Nigeria's opposition party chooses Ribadu as candidate
Nigeria's former anti-corruption chief Nuhu Ribadu has been chosen as the opposition Action Congress candidate for April's presidential polls.
Two other contenders stepped aside to allow Mr Ribadu to win unchallenged.
His entry into the presidential race come after Nigerian President Goodluck Jonathan won the ruling People's Democratic Party primary.
The PDP candidate has won every poll since the end of military rule in 1999, despite allegations of fraud.
The other main challenger for the presidency is former military ruler Gen Muhammadu Buhari of the opposition Congress for Progressive Change.
"I humbly accept the task," Reuters news agency quotes Mr Ribadu saying at the Action Congress convention on Friday afternoon in the commercial capital, Lagos.
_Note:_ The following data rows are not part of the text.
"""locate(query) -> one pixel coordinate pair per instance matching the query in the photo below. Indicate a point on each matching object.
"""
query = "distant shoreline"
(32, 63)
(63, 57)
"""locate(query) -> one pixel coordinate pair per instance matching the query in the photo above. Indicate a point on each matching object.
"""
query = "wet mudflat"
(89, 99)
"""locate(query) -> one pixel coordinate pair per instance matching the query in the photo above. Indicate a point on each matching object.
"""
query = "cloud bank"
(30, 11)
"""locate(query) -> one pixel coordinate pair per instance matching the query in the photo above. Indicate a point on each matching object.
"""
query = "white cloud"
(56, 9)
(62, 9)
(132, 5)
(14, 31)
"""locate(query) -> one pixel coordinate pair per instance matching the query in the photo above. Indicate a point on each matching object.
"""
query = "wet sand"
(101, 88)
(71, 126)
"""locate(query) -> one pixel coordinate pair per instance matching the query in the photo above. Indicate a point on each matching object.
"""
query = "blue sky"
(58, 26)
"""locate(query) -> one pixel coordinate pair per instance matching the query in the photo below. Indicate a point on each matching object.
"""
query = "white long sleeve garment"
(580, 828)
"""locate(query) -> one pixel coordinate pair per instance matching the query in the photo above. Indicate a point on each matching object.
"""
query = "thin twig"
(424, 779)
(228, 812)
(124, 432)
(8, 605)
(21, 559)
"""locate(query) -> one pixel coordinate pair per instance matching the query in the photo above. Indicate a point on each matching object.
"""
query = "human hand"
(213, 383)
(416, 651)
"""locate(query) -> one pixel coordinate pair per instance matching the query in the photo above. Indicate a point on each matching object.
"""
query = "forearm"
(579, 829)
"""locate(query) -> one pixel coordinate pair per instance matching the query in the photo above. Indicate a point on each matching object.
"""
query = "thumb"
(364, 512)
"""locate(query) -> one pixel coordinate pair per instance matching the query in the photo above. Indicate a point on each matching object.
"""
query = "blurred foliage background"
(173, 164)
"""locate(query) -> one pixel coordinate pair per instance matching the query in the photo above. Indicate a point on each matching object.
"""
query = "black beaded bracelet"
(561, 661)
He came to prominence as head of Nigeria's Economic and Financial Crimes Commission.
While in office Mr Ribadu prosecuted several high-profile politicians, before being sidelined after the elections in 2007.
His critics accused him of only pursuing rivals to then President Olusegun Obasanjo - accusations he always denied
He returned from exile in June 2010, after saying he had fled because attempts had been made on his life.
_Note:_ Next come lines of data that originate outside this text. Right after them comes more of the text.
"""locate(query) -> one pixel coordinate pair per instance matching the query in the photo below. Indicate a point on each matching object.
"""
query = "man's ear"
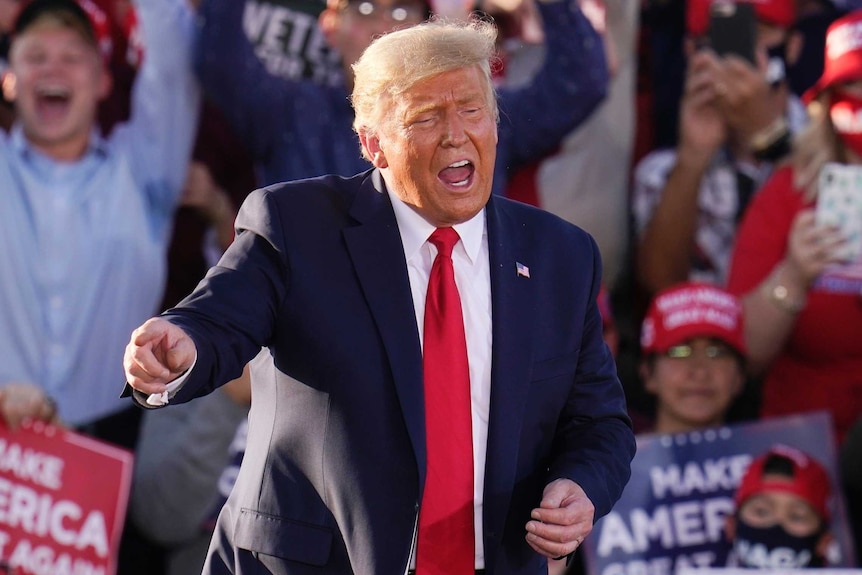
(795, 44)
(9, 88)
(822, 548)
(328, 22)
(372, 150)
(106, 84)
(646, 370)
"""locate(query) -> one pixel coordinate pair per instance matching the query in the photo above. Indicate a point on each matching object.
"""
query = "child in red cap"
(693, 349)
(782, 512)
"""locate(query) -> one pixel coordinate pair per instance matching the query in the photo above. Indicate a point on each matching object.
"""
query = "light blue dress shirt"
(83, 244)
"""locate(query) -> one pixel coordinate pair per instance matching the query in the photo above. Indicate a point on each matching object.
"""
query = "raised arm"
(235, 79)
(667, 240)
(572, 81)
(165, 104)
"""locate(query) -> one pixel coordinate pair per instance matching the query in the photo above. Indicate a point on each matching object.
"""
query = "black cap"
(67, 11)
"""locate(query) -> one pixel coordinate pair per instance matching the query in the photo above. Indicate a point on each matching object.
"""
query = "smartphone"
(732, 29)
(839, 203)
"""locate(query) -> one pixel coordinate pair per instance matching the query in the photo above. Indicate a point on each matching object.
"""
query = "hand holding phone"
(839, 204)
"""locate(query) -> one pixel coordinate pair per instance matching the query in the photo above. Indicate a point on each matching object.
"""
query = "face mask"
(776, 65)
(846, 114)
(773, 548)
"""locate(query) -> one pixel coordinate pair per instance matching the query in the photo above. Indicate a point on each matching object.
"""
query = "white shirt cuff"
(159, 399)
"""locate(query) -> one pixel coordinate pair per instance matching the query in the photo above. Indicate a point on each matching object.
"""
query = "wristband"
(779, 295)
(773, 142)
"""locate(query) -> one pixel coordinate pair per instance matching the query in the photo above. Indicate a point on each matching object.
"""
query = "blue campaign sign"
(672, 513)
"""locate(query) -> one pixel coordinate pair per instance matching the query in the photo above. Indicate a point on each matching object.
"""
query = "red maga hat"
(843, 54)
(809, 481)
(690, 310)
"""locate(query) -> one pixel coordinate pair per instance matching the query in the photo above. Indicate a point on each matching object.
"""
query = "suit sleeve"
(232, 313)
(595, 441)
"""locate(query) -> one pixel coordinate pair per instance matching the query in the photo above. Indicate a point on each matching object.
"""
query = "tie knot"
(444, 239)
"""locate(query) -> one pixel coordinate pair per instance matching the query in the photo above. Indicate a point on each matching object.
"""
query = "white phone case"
(839, 203)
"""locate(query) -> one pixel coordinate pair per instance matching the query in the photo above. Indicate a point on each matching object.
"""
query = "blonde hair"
(396, 61)
(816, 145)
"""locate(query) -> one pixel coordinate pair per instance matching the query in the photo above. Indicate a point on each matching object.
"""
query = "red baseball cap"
(843, 54)
(689, 310)
(777, 12)
(93, 21)
(809, 482)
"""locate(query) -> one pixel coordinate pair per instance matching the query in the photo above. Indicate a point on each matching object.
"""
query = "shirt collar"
(96, 145)
(415, 230)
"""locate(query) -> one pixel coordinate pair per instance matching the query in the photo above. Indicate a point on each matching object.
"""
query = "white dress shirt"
(472, 276)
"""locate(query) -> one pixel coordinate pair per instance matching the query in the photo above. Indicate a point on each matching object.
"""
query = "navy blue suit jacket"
(335, 464)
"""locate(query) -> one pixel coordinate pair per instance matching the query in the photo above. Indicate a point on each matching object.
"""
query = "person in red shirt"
(801, 296)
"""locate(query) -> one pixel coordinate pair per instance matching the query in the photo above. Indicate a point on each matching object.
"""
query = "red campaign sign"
(63, 499)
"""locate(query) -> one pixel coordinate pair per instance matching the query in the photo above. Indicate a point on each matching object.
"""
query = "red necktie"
(445, 545)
Earlier, Mr Jonathan - a southerner from the oil-rich Niger Delta - defeated northern political heavyweight former Vice-President Atiku Abubakar in the PDP primary.
It is the first election Mr Jonathan has won, as he became national leader after the death of President Umaru Yar'Adua in May last year.
Mr Abubakar's camp has complained of irregularities in the vote - and his agents have refused to sign the final results "on account of lapses observed during the Thursday primaries".
The statement from his office reiterated that the former vice-president was "committed to the democratic process".
Correspondents say the outcome of the PDP primary was historic as the party has a tradition of alternating power between north and south after two terms of office.
This was interrupted when Mr Jonathan succeeded Mr Yar'Adua when he died before his first term had ended.
Before the vote, Mr Atiku appealed to the party to retain that tradition.
But the president won 2,736 votes compared to Mr Abubakar's 805.
There has been speculation that if defeated, Mr Abubakar may leave the PDP, as he did before the 2007 vote, which he lost to Mr Yar'Adua.